Clip description
The clip shows this ALP cinema advertisement, for the 28 September 1946 federal election, in its entirety.
Curator’s notes
The ad focuses on the strength and deftness of Labor’s leadership of the country through the Second World War and the immediate postwar period – first under John Curtin then under the incumbent JB (Ben) Chifley.
The ad itself looks very much like a wartime propaganda newsreel – a format very familiar to its audience at the time. It emphasises the role Chifley had played in assisting Curtin to bring the country successfully through the war, while highlighting his experience on the international stage. It includes a shot of Chifley with US President Harry S Truman, probably taken during their meeting in Washington on Thursday 9 May 1946.
John Curtin had been Prime Minister of Australia from just before the bombing of Pearl Harbour and he had seen the country through the Second World War’s many adversities. But Curtin was plagued by illness and fatigue in the last year or so of the war. He favoured Ben Chifley, minister for postwar reconstruction, as his successor. By the time Curtin died on 5 July 1945, Chifley had already stepped into the leadership breach on a number of occasions. When caucus voted Chifley in as the new prime minister, he was initially seen as someone who could maintain his popular predecessor’s methods and momentum. Although close to Curtin, Chifley was temperamentally a very different person. He soon established his own man-of-the-people, no-frills approach to peacetime economic management and social reconstruction.

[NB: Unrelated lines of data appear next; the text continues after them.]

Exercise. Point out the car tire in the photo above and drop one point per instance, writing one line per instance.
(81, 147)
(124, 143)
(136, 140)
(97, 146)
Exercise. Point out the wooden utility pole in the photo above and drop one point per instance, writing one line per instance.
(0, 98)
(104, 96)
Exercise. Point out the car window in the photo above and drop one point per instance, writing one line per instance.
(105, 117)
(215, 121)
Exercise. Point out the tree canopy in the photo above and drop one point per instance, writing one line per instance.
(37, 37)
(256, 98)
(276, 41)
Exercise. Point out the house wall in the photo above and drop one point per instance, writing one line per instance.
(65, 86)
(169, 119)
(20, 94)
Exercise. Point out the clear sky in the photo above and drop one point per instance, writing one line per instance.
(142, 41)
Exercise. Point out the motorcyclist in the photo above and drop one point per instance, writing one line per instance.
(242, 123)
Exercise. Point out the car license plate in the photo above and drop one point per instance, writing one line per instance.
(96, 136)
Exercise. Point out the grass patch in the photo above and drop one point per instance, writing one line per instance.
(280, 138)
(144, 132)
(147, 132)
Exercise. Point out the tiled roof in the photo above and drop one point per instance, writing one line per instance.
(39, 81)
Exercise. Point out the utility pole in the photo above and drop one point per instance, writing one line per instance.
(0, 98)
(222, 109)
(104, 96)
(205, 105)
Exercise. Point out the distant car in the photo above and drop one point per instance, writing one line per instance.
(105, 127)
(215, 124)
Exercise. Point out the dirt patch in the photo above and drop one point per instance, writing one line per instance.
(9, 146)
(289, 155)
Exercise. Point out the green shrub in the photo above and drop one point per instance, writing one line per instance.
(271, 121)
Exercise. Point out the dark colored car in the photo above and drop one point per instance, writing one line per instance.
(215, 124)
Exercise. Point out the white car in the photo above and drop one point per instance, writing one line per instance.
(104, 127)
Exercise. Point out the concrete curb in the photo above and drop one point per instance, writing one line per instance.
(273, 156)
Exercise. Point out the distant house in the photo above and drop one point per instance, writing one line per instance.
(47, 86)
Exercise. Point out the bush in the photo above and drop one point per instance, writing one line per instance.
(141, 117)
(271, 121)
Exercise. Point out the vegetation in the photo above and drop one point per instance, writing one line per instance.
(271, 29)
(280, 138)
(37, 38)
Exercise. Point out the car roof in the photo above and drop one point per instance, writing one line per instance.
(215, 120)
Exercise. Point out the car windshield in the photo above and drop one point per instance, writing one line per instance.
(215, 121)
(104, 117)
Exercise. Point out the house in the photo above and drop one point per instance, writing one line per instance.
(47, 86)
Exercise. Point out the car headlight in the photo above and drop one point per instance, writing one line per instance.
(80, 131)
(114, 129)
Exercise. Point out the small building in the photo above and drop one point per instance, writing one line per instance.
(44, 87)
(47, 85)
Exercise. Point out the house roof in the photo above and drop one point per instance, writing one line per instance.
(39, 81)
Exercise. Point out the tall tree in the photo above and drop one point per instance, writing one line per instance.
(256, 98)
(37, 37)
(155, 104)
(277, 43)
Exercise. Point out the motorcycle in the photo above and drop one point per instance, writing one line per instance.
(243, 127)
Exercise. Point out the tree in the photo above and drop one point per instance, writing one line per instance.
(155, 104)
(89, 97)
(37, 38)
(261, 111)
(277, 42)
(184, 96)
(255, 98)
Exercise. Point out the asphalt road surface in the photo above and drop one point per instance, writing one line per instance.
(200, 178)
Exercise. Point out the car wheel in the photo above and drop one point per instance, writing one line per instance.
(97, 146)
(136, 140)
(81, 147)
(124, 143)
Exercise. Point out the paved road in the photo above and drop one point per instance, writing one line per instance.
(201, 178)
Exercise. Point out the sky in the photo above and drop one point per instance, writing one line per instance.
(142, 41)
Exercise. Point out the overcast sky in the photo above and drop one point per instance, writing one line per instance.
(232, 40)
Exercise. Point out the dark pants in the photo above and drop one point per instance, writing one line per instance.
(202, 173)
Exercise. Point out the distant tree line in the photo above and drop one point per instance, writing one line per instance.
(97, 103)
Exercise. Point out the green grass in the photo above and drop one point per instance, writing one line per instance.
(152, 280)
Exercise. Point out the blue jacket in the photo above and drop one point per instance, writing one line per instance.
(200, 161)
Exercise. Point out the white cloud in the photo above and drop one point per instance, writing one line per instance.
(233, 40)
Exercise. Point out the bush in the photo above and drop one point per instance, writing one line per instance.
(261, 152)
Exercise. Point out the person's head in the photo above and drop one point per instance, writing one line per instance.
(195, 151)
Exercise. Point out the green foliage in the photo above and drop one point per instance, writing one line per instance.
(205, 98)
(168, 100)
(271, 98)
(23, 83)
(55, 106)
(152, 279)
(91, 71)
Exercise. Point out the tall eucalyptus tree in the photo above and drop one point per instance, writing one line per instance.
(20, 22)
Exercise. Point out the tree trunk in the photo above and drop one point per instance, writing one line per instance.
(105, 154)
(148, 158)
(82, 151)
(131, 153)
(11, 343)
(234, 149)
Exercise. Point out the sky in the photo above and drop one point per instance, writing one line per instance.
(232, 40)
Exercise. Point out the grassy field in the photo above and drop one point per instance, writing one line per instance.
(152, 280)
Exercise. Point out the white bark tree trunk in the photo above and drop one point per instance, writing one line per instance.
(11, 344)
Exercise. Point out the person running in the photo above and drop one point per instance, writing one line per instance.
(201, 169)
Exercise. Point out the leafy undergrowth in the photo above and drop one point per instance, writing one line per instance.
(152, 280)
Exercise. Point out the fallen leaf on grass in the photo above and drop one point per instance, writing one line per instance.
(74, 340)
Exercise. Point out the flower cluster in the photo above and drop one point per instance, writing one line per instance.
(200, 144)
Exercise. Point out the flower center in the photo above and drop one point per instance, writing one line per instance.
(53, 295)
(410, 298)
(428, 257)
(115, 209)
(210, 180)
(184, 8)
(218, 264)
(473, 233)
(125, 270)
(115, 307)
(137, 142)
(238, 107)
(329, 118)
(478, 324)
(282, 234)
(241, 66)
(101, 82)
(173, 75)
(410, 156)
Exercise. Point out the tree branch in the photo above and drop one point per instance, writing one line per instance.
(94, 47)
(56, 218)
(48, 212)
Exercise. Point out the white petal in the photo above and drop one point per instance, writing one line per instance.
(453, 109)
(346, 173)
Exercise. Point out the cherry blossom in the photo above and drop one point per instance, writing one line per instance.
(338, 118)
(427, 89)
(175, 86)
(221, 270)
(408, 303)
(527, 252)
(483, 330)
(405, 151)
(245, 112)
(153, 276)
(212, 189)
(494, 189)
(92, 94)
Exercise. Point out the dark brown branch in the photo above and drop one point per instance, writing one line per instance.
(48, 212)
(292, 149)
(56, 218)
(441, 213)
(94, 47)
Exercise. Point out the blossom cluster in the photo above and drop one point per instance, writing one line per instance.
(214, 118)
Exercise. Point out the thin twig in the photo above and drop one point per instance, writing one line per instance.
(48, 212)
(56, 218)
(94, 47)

At the time of the 1946 election the postwar economy was beginning to boom, but with labour (there were still around 250,000 Australian defence personnel yet to be demobilised and repatriated) and materials shortages affecting supply, burgeoning inflation threatened economic stability. Unsure of the popularity in the electorate of Chifley’s style, the party’s campaign managers used a ‘helmsman steering the ship-of-state’ metaphor to promote the leader – hence the title of the ad.